O conceito parte da obra “Tremores de ar”, de Peter Sloterdijk (Temblores de aire, en las fuentes del terror. Valencia: Pre-textos, 2003). Segundo o doutor em Filosofia e professor do Instituto de Filosofía de la Pontificia Universidad Católica de Valparaíso, no Chile, Adolfo Vásquez Rocca, atmoterrorismo emerge da indagação acerca da natureza de origens do terrorismo moderno. Seguindo com sua análise de Sloterdijk, a prática do terrorismo de nosso tempo, o conceito de desenho produtivo e a reflexão em torno do meio ambiente são como organizadores de um estilo de morte, que é o modelo atmoterrorista e a guerra do gás. Assim, ele toma do meio ambiente a necessidade básica de respirar para viver e promove uma agressão que nega essa necessidade promovendo uma asfixia.

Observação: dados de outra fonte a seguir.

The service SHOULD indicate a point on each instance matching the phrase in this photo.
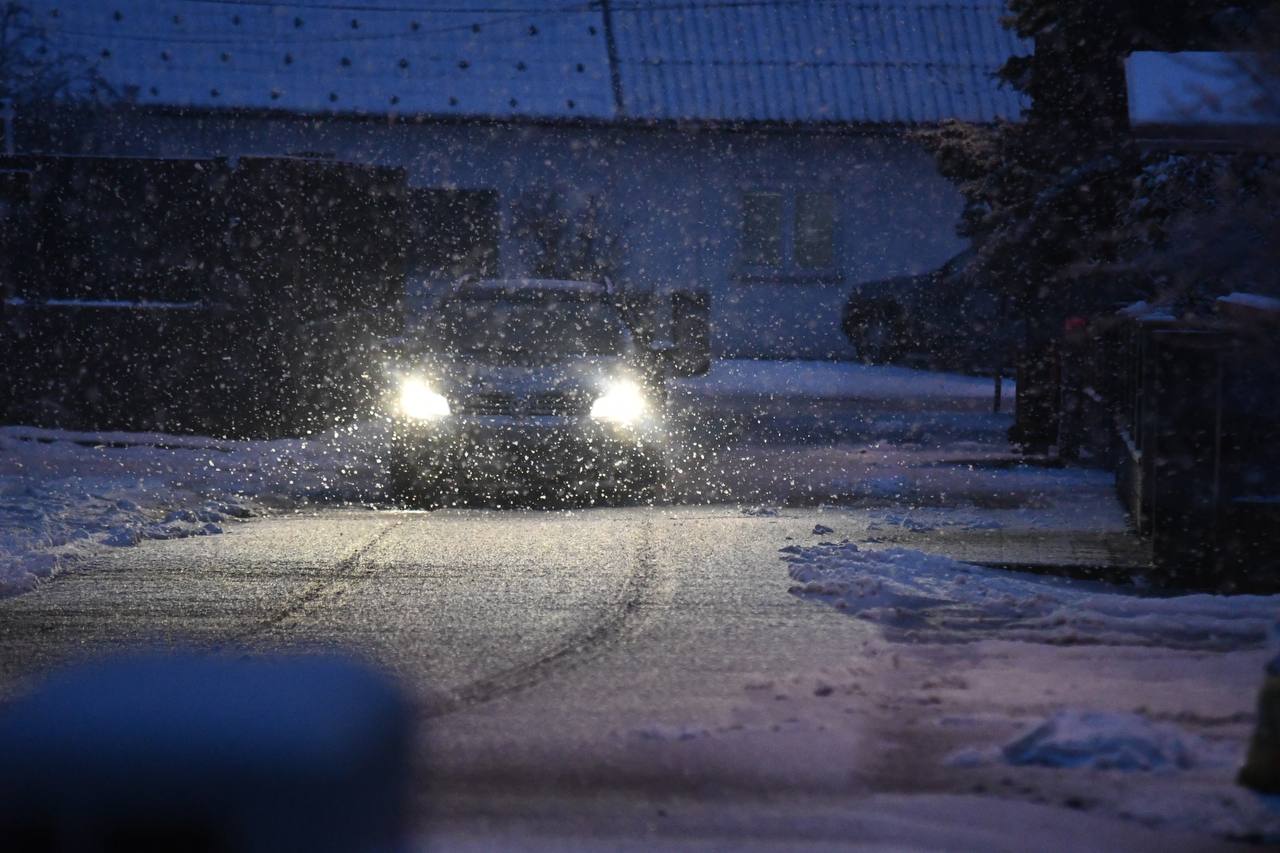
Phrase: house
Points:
(757, 150)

Rocca detalha, segundo Sloterdijk, que “o terror contemporâneo (o "atmoterrorismo") se constitui sobre bases pós-militares já que não está dirigido contra unidades específicas, mas o seu principal objetivo é agredir o contínuo meio ambiental de coisas e pessoas que torna possível a vida das populações”. Logo, pode-se usar de estratégias para literalmente tomar o ar e provocar asfixias, como através de uso de gases e contaminação do oxigênio. Mas pode, também, promover outro tipo de asfixia, como a econômica, em que se inviabiliza qualquer possibilidade de subsistência. “Sloterdijk descreve assim o horror próprio da nossa época como ‘uma manifestação modernizada de saber exterminador (...) em razão da qual o terrorista compreende as suas vítimas melhor do que elas se compreendem a si próprias’”, conclui Rocca.

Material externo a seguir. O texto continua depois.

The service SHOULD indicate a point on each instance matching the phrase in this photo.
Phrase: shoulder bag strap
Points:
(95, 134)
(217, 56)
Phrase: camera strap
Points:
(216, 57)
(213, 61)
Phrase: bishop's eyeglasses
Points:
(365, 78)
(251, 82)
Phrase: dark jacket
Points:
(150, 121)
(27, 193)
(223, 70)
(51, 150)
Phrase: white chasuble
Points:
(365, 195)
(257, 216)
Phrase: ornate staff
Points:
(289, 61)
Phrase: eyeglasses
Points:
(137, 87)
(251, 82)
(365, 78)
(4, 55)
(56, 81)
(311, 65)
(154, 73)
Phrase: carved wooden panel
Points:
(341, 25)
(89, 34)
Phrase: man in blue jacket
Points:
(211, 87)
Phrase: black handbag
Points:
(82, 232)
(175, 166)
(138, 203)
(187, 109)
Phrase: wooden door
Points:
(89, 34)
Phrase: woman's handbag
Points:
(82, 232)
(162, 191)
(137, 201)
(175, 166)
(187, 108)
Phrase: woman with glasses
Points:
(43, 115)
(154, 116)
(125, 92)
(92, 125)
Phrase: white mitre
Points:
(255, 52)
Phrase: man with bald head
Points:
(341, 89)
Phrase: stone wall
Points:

Não por acaso, podemos perceber que a guerra entre Rússia e Ucrânia joga com elementos que sufocam suas vítimas literal e metaforicamente. Pensemos nas bombas e nas ações diretas da guerra sobre a vida das pessoas. Podemos também relacionar com a guerra informacional e cibernética que vai gerar um estado de pânico global até que mentes e corpos vão ao colapso. E, por fim, podemos pensar nos embargos e ações que brecam a circulação de alimento em um mundo cada vez mais famélico.